The spike glycoprotein is certainly a surface protein, so it may offer an attractive target. Although no drugs with proven efficacy against coronaviruses are currently approved, potential targets exist for new drugs. For example, protease inhibitors could prevent processing of the RNA polymerase or cleavage of the viral S glycoprotein. Finding antibodies against the S glycoprotein or against the unidentified SARS coronavirus receptor are also possible routes to take), and the use of glycosylation inhibitors that have minimal effects on host cells would be an interesting approach (36). Very recently, an important contribution by Hilgenfeld et al. outlined a plan for drug design based on inhibition of the viral main proteinase, called Mpro or 3CLpro, which controls the activities of the coronavirus replication complex (44). Ideas for development of vaccines against SARS also include the use of killed or subunit vaccines containing the spike glycoprotein together with other viral proteins.

Why Analyze the Proteins?—

The application of de novo sequencing by MS provides an alternative to the usual genomic approach for protein identification. It has the advantage of distinguishing the actual proteins expressed from those that are simply hypothesized or predicted by the nucleotide sequence. It may also be useful to realize that questions of homology can be investigated by examining protein proteolytic fragments even in the complete absence of genome information. Indeed, the results of the BLAST search (Fig. 4), and the conclusion that the 47-kDa protein that NML had isolated was a nucleocapsid protein belonging to an extensively modified coronavirus, were reported at a meeting of the local participants in this investigation on April 3, 2003, more than a week before the nucleotide sequence became available.

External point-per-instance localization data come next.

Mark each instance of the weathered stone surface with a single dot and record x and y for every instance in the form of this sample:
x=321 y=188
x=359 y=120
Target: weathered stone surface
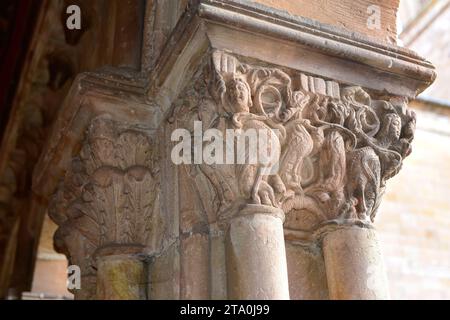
x=256 y=255
x=121 y=278
x=335 y=102
x=306 y=271
x=354 y=265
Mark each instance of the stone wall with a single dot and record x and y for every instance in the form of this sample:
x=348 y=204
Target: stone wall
x=414 y=218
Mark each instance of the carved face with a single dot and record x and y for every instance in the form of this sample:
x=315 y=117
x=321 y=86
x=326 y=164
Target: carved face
x=394 y=124
x=103 y=149
x=238 y=94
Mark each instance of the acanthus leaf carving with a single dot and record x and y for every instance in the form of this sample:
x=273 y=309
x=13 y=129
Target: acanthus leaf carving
x=338 y=145
x=110 y=195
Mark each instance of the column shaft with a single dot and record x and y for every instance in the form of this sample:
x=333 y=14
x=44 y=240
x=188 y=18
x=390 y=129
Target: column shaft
x=121 y=277
x=256 y=255
x=354 y=265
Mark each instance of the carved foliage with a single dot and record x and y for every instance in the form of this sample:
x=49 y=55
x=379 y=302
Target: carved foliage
x=110 y=196
x=338 y=146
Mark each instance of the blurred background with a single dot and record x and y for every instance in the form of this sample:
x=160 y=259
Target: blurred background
x=414 y=219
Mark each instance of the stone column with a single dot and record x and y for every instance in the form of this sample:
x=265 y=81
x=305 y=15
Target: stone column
x=354 y=264
x=121 y=277
x=256 y=255
x=107 y=212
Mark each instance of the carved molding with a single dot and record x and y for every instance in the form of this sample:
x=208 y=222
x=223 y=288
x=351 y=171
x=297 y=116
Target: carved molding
x=110 y=195
x=339 y=144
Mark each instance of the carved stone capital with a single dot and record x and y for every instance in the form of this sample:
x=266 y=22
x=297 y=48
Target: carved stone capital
x=108 y=200
x=337 y=144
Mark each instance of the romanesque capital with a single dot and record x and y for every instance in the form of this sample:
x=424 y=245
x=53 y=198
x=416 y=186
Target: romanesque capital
x=335 y=145
x=108 y=200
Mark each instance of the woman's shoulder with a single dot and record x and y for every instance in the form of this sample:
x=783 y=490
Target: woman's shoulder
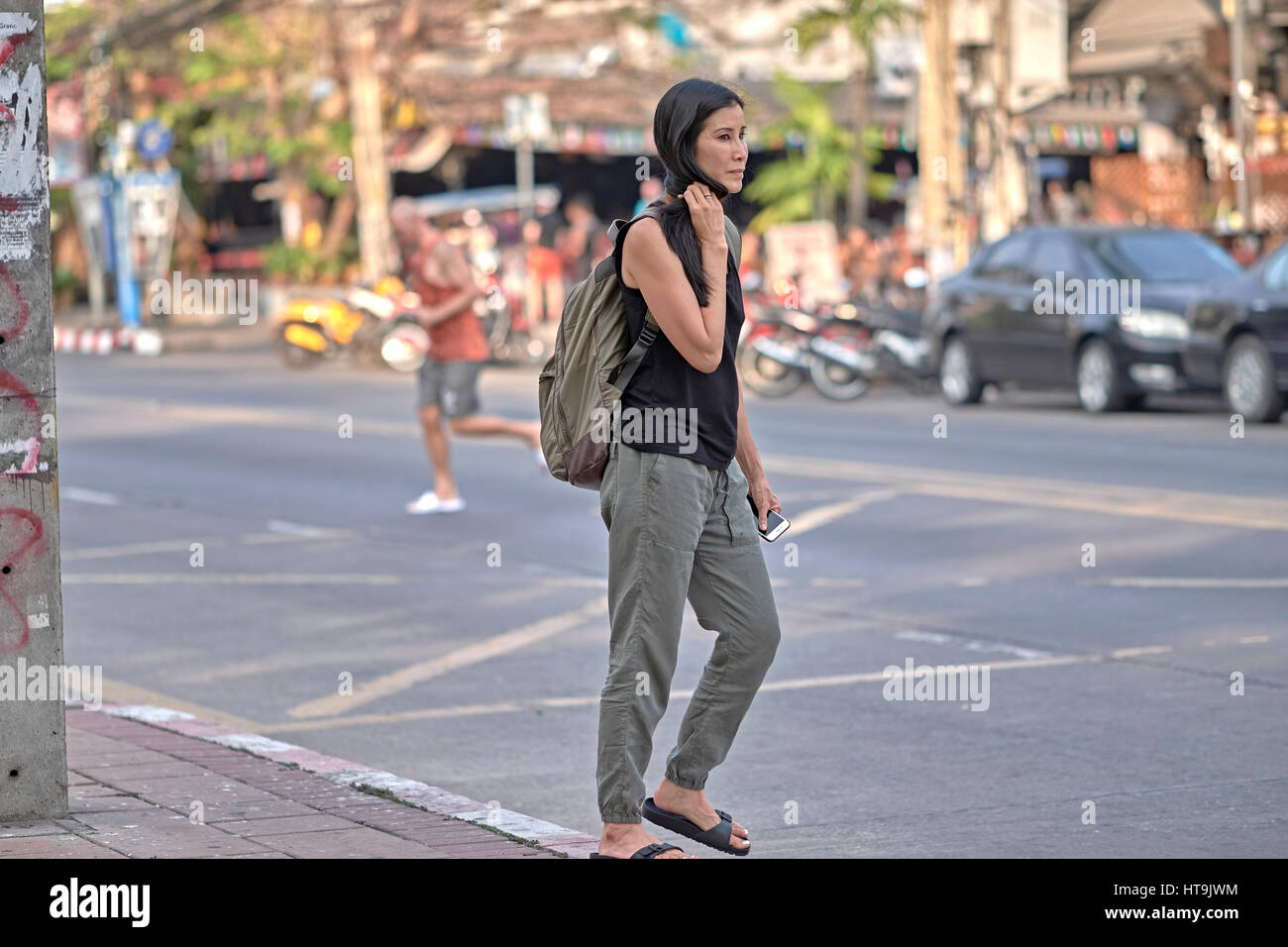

Even when the nucleotide sequence is available, analysis of the proteins (which is much easier in that case), provides significant complementary information, particularly on post-translational modifications (22). The relatively minor modifications observed in the nucleocapsid protein are not particularly newsworthy, but we nevertheless believe that the result is useful in ruling out (probably) such modifications as an explanation of the unusual properties of the virus. However, glycosylation in the SARS spike protein, first investigated here, is more exciting; it is likely to play a key role in attachment of the virus to cell surface receptors, and therefore may have important therapeutic applications, as pointed out above.